しかし、アイスランド・グリーンランド・北極という北大西洋世界となると、話は違う。現段階の日本で、現地の言葉であるアイスランド語やグリーンランド語を学び、日本語で現地情報を入手することは容易ではない。たしかにインターネットが世界中の情報インフラとして機能する現在、英語ができればある程度の知識を得ることはできるだろう。しかしインターネットの情報は、わたしたちの国である日本についてもそうであるように、それのみを情報源としたところで、現地生活の一瞬にまで飛びこむことは難しい。しかしこの「エリア・スタディーズ」というシリーズで必要とされるのは、現地の情報を、可能な限り学問的なベースで解説し、外国人である日本語読者に適切に理解できるように提示することである。
正直に申し上げたい。本書の執筆者の選定と依頼は大変苦労した。なにしろ本書で取り上げる地域の専門家が我が国にはほとんどいないのである(これは日本だけの事情ではないだろうが)。そのため、編者は、現地に住んでいる友人や知人、場合によっては非日本語話者にも原稿を依頼した。
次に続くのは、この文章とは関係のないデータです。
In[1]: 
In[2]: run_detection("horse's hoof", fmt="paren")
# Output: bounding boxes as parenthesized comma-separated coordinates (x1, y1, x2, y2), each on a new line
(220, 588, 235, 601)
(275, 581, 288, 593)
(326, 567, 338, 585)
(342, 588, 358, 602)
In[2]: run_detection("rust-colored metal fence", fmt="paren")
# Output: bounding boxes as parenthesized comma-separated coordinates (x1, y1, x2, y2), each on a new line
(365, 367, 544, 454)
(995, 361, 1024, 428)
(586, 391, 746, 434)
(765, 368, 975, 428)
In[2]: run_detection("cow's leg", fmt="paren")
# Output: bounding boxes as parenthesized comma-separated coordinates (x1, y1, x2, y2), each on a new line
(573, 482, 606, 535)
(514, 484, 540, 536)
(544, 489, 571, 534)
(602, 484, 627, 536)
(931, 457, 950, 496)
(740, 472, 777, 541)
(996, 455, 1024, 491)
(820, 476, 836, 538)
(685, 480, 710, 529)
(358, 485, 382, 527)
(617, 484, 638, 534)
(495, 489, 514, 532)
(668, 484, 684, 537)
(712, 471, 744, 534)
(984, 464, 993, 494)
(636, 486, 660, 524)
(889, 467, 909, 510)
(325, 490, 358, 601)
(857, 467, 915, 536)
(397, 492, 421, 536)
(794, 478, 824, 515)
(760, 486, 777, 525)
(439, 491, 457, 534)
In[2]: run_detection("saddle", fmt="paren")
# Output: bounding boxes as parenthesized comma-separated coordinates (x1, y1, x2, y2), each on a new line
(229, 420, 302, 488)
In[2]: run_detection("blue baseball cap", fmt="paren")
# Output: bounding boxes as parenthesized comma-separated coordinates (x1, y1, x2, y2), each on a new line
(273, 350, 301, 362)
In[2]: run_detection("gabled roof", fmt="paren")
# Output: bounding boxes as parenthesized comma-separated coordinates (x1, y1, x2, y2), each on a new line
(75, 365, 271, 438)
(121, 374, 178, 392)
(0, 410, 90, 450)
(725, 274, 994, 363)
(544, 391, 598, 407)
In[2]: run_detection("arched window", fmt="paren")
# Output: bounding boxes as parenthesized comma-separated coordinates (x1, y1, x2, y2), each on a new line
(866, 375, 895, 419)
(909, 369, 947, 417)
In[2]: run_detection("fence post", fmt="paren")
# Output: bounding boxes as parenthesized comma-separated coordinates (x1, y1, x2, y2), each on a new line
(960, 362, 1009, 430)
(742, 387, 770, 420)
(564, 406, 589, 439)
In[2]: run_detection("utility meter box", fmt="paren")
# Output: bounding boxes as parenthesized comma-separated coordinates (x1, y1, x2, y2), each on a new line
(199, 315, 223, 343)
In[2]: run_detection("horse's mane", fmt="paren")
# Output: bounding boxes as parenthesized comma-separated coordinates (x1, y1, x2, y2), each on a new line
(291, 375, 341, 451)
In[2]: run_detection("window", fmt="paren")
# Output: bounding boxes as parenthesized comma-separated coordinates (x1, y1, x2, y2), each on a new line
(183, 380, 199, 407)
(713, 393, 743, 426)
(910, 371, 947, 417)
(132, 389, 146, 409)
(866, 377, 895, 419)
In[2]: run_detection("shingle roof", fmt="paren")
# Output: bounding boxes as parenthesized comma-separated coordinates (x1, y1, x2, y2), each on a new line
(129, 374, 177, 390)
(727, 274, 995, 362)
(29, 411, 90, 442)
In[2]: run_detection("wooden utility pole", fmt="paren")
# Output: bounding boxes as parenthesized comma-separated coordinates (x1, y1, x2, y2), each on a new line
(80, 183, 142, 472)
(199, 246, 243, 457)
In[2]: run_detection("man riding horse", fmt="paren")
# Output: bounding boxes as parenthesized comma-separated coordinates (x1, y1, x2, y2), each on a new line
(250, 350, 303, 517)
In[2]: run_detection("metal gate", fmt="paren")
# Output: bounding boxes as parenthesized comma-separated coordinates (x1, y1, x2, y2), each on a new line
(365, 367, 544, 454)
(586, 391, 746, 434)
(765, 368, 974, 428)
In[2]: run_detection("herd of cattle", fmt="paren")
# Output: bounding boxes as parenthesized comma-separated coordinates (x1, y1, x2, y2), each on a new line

これは現地生活者の視線をダイレクトに伝えるという意味で、本書の強みでもある。さらに言えば執筆者の職種も多様である。狭い意味での研究者のみならず、牧師、会社員、ライター、そして探検家や漫画家などなど。こうした対象地域に対するアプローチの多様性もまた本書の強みでもある。
各部はおおよそアイスランド、グリーンランド、北極の順に項目を配置している。ただし地理と歴史を扱う第Ⅰ部のみは、時系列を重視し、時代幅の大きい北極、グリーンランド、アイスランドの項目順としている。各章は独立した記述であり、順不同に読んでももちろん意味はある。一方、それぞれの章末には、その章の扱う内容と関連する章の相互リファレンスをつけている。そのリファレンスを活用し、そして全体を読み通すことによって、それぞれの章に対するより深い理解が生まれると考えている。